Por eso a Huberto Bátiz se le ama o se le odia: es el maestro de lo políticamente incorrecto. Es un anecdotario propio y ajeno, de más de una generación, de sus compañeros como José Emilio Pacheco, de todos los escritores a los que publicó por primera vez, de sus incontables alumnos que ahora también son maestros con incontables alumnos, de toda la gente que conoció cuando colaboraba en La Revista de Bellas Artes, para periódicos como Unomásuno, la revista Siempre! y el suplemento literario Sábado.

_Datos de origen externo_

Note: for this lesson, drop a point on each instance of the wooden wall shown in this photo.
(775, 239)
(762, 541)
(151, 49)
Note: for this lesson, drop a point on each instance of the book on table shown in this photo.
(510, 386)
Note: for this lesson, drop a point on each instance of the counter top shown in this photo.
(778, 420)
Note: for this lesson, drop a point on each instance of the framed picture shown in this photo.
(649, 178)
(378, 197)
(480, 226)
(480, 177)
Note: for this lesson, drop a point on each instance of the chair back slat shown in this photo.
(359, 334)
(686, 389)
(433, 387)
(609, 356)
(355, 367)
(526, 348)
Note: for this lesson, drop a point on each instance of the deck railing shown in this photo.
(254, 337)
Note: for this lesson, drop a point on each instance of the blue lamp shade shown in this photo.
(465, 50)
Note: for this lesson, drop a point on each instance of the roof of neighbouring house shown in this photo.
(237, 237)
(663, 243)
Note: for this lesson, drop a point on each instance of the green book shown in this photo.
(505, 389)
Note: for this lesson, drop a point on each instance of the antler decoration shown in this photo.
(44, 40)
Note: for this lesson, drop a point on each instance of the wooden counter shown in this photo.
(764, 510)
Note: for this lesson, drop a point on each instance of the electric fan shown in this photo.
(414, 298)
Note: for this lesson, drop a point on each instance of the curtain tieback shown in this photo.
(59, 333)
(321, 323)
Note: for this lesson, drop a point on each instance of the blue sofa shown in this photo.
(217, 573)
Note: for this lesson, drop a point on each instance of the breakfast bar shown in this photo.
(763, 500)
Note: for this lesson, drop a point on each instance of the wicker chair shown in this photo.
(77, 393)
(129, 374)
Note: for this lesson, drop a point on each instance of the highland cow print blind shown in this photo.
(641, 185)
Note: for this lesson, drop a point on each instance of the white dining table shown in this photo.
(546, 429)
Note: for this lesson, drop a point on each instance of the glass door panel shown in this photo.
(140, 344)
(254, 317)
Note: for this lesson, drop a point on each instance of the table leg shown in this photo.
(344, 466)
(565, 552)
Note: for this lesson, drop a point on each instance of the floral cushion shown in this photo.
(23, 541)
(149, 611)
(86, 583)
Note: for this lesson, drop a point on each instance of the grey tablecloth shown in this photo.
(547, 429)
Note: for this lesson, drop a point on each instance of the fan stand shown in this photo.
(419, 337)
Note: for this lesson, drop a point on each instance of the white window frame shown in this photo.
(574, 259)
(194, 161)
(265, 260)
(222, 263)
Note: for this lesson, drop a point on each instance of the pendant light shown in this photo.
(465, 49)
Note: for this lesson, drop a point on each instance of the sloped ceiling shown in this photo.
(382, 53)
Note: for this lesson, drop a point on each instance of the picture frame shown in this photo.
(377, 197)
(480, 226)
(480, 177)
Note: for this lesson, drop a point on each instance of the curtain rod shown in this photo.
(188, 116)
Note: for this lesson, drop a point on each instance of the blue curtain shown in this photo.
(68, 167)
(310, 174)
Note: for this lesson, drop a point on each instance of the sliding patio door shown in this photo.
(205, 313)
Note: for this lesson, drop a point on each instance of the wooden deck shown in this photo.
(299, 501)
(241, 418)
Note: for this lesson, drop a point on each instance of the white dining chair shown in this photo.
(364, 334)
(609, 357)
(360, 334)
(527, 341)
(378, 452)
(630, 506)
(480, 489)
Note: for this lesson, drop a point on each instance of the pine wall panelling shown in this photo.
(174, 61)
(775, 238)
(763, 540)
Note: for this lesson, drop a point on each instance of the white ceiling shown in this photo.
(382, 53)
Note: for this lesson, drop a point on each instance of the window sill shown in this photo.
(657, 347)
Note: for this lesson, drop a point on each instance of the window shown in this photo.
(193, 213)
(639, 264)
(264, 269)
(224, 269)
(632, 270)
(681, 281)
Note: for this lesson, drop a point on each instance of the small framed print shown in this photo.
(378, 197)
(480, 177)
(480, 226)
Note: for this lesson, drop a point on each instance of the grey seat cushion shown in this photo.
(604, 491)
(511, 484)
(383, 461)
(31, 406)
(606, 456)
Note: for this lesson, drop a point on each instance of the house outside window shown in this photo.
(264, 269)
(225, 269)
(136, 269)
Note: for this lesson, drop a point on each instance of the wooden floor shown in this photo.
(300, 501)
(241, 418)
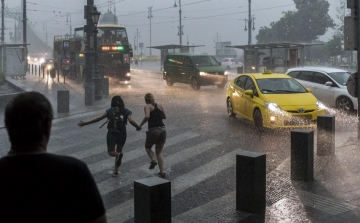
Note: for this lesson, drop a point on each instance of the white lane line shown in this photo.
(137, 152)
(112, 184)
(125, 211)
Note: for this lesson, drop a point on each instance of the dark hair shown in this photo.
(149, 98)
(117, 101)
(27, 117)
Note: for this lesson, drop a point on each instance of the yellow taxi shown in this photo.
(272, 100)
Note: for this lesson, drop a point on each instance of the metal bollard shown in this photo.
(325, 135)
(152, 200)
(302, 155)
(250, 181)
(63, 101)
(105, 86)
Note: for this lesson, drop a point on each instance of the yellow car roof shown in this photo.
(268, 74)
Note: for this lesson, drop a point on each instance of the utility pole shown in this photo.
(249, 24)
(149, 17)
(2, 21)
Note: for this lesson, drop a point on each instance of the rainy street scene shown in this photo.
(184, 111)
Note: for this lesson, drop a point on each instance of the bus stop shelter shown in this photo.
(277, 57)
(172, 48)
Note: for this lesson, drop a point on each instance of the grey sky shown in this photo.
(204, 21)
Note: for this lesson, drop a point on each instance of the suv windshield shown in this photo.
(340, 77)
(201, 61)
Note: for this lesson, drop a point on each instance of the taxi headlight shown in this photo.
(320, 105)
(272, 106)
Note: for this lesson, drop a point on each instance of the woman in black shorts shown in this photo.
(156, 134)
(115, 138)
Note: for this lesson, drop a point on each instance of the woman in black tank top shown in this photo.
(156, 134)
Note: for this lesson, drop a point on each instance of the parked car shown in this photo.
(49, 63)
(194, 69)
(231, 63)
(272, 101)
(327, 84)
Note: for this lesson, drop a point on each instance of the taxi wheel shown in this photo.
(229, 108)
(169, 82)
(258, 120)
(195, 84)
(344, 104)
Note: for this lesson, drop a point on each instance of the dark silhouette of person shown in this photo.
(37, 186)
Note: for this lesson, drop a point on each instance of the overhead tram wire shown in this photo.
(187, 18)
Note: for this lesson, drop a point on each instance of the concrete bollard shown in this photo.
(250, 181)
(105, 86)
(89, 94)
(152, 200)
(325, 135)
(63, 101)
(302, 155)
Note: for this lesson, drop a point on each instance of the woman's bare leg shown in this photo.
(160, 157)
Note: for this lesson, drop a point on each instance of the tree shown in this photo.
(306, 24)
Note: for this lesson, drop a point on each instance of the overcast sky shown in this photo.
(204, 21)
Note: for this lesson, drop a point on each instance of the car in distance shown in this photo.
(49, 63)
(272, 101)
(230, 63)
(194, 69)
(327, 84)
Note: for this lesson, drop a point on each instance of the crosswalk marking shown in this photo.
(125, 211)
(137, 152)
(127, 179)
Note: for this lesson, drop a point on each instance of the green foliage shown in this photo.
(306, 24)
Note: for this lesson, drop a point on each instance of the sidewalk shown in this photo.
(49, 87)
(333, 196)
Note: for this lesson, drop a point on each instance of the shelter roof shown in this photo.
(274, 45)
(173, 46)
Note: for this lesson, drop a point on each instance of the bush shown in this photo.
(2, 77)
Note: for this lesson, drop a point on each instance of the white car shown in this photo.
(230, 63)
(327, 84)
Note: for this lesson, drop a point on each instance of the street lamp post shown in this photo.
(95, 15)
(180, 27)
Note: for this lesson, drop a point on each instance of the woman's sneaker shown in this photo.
(162, 175)
(118, 160)
(152, 164)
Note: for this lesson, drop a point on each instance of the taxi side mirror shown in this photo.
(249, 92)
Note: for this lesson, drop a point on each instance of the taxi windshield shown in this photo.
(280, 86)
(340, 77)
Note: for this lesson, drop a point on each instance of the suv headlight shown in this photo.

He escuchado tantas historias de la boca de Huberto sobre tantos escritores que no podría recordarlas todas: orgías que son mezclas de fantasía y realidad; pechos desnudos a la de tres en las fiestas de “Nalgador Sovo”; impúdicas musas en sillones de editores; hombres encerrados a la fuerza con mujeres en rectoría, que no saldrían de las oficinas “hasta que perdieran su virginidad”.

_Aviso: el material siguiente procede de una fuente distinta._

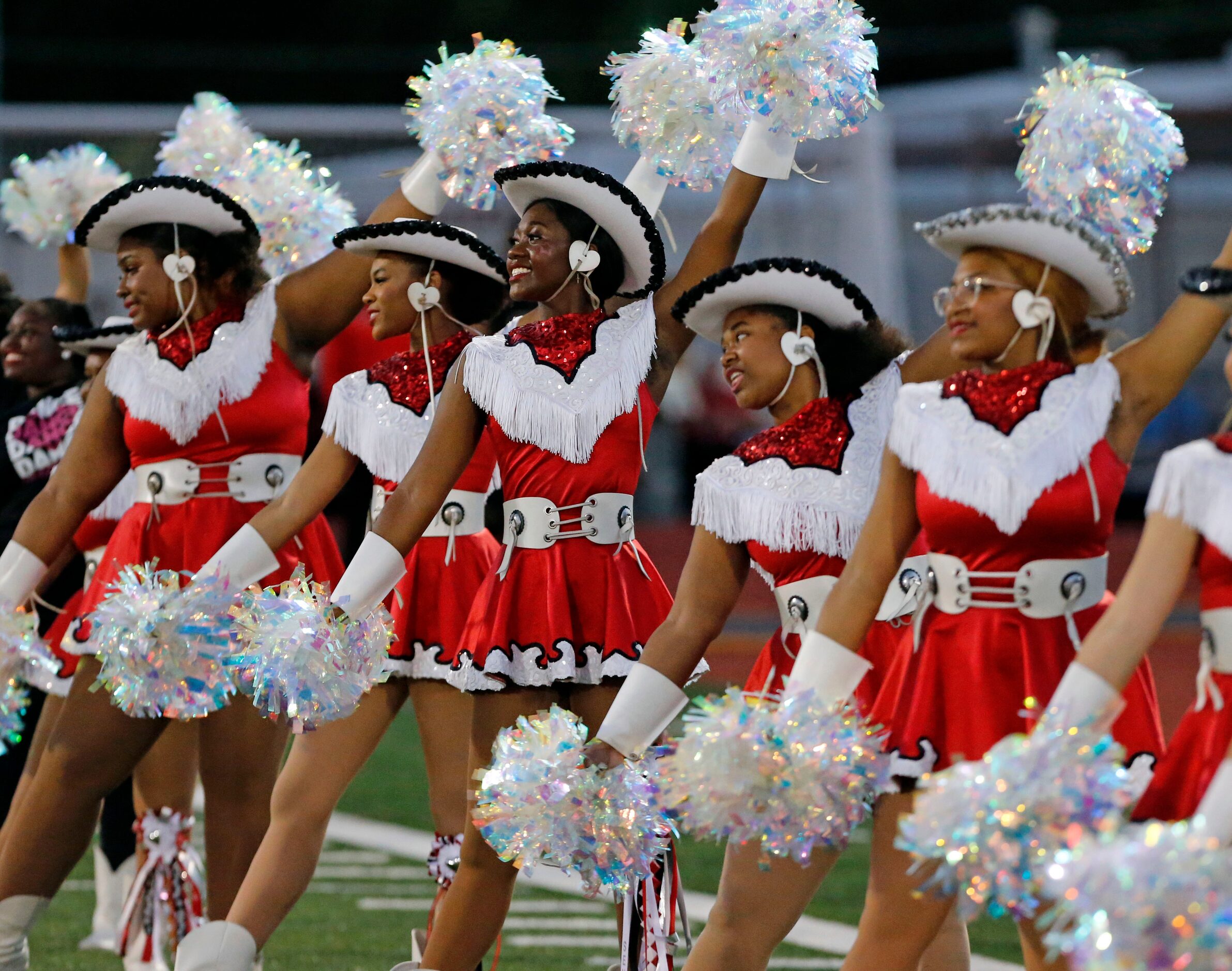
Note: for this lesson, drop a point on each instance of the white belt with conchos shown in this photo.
(1216, 656)
(461, 514)
(800, 602)
(258, 477)
(535, 523)
(1039, 589)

Cierto o falso es lo de menos, pues en sí mismas las anécdotas de Bátiz son literatura pura y es divertido dejarse engañar por ellas.
Es una vaca sagrada que otras vacas sagradas, como Concepción Company, detestan; o respetan, como Sandro Cohen, que en su texto «Que me humille Huberto Bátiz» no pudo describir mejor la única forma de sobrevivir a las aulas y la personalidad de este hombre: “Si uno es humilde —si es como el humus— no importa mucho que lo pisen, que lo pisoteen o que bailen un jarabe tapatío encima de él, siempre y cuando sea con fines pedagógicos.”
He leído más textos sobre Bátiz que de Bátiz. El que Bátiz te dé clases en primer semestre de la Carrera de Letras Hispánicas, en la UNAM, es una especie de filtro: te quedas y aguantas o te vas lloriqueando. En el primer semestre de la Carrera yo llegué con todo menos una actitud humilde a sus clases; como resultado, se armó un campo de batalla por el que lo maté en un cuento que dejó como ejercicio, escribir un crimen pasional: escribí como 10 antes de entregárselo. Funcionó. No sólo me felicitó en los comentarios del trabajo, leyó mis textos al grupo durante tres clases seguidas.
Escribí en un semestre más de lo que había escrito en mis 18 años de existencia. Puedo decir que de todo lo que aprendí con Bátiz lo mejor fue a no tomarme los comentarios de los demás de manera personal y a confiar en que si tengo algo que decir, simplemente tengo que escribirlo.
De lo que se pierden las nuevas generaciones de estudiantes de literatura ahora que se retira.